Toutes ces zones en friches dessinent autant des paysages « réels » bien qu’ils soient d’abandons, de misères, de maladies et de mort, qu’« irréels » parce que rêvés, souvenus, décrits ou écrits sur la ligne étroite et quasi invisible entre démence, déraison, spectres, mirages, chimères et précisions quasi narratives : incroyable plasticité de l’écriture de J-M Maubert nourrie d’un univers visionnaire infini où tout existe puisque les mots sont là « pour le dire » – quelque chose en moi pense. Qui a mis en moi cette pensée ? se demande étonnamment celui qui parle avec l’accent du Descartes des Méditations – à cette nuance près que les mots qui naissent pour le dire se décomposent en poussière. Ce monde, jonché lui aussi – cf Décombres – d’os, de crânes, de squelettes, d’animaux crevés, tanières, boues, bunkers, tunnels, est noir, tout noir, noir partout. Pas une seule page où le mot ne soit conjoint à un objet, une sensation, une impression, une vision, une idée et si ce n’est lui c’est le gris, la grisaille, les ombres, l’ardoise … Nous arpentons la nuit – nous qui sommes de la chair grise faite de nuit. Pas une page où il n’apparaisse, multiplié, surnuméraire, hanté, hantant jusques aux cendres elles-mêmes. Un monde où les portes n’ouvrent pas sur la lumière ou le jour mais sur des trouées d’ombre.

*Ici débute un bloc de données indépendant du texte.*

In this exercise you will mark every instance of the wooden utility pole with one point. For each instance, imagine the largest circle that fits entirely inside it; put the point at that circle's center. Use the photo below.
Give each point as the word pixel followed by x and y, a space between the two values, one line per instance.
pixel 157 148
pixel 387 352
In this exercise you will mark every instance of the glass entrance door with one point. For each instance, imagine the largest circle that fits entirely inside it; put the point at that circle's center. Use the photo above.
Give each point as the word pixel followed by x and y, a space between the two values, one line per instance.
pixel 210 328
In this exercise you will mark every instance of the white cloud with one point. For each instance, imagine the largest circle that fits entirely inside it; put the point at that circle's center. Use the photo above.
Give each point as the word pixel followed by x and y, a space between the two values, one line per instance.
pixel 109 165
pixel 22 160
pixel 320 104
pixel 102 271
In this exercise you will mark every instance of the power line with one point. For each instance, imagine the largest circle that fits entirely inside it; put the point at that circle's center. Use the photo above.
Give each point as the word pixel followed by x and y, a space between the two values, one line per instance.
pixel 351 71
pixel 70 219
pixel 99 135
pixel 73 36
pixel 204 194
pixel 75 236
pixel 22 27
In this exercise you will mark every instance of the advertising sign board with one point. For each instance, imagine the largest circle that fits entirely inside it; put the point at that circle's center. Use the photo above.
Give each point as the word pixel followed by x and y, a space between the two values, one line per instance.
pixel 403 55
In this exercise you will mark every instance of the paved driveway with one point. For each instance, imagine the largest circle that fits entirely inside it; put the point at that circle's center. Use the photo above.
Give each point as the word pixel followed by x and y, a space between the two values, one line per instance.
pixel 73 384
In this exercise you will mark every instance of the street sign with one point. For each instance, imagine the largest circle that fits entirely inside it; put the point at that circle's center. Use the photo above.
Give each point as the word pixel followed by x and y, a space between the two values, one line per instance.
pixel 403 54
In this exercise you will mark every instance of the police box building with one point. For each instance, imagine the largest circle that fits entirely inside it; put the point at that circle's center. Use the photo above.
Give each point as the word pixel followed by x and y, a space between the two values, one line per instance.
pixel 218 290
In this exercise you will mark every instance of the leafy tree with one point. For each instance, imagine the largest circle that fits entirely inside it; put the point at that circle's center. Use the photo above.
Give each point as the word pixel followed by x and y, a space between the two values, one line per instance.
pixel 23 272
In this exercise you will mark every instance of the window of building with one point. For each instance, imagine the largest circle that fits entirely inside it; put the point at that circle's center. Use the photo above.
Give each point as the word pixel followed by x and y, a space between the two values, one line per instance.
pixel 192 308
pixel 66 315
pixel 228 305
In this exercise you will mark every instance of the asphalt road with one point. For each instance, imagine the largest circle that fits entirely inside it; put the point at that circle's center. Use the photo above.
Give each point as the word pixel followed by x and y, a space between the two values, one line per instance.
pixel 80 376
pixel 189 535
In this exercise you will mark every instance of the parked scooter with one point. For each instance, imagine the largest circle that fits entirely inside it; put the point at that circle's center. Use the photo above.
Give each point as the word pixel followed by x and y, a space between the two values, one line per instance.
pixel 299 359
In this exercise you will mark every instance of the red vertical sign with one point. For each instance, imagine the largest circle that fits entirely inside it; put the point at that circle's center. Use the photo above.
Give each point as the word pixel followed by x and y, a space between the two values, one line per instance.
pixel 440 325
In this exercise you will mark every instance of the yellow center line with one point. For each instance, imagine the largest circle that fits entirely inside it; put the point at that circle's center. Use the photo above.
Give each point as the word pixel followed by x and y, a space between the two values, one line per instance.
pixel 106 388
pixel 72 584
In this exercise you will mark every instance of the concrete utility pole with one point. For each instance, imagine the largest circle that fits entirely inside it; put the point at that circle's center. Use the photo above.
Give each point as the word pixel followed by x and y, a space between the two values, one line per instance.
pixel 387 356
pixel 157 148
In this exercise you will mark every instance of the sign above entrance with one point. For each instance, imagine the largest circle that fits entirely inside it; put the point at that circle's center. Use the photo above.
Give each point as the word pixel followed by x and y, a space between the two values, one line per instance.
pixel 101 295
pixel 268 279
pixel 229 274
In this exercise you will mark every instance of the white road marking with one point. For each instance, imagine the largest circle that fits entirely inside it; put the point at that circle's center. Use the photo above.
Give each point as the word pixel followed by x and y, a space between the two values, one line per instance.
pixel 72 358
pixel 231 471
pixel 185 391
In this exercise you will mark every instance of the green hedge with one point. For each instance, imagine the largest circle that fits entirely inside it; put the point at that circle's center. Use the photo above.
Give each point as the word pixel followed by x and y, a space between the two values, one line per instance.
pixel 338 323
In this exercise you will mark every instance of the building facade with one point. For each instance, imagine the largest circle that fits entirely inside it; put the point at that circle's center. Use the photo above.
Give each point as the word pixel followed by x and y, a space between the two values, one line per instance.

J’ai tout marqué à la pointe grise de mon crayon, il y faudrait des longueurs qui desserviraient le travail maniaque – au sens d’exclusif – de J-M Maubert. Une page m’a retenue – au sens de ralentie dans ma lecture, devenue plus paresseuse alors – par sa beauté simple ; est-ce parce j’y ai retrouvé le regard d’Actéon fasciné par Diane au bain ? une page qui ferait de chacun un parfait anagnoste, où Mona se baignait nue dans le lac.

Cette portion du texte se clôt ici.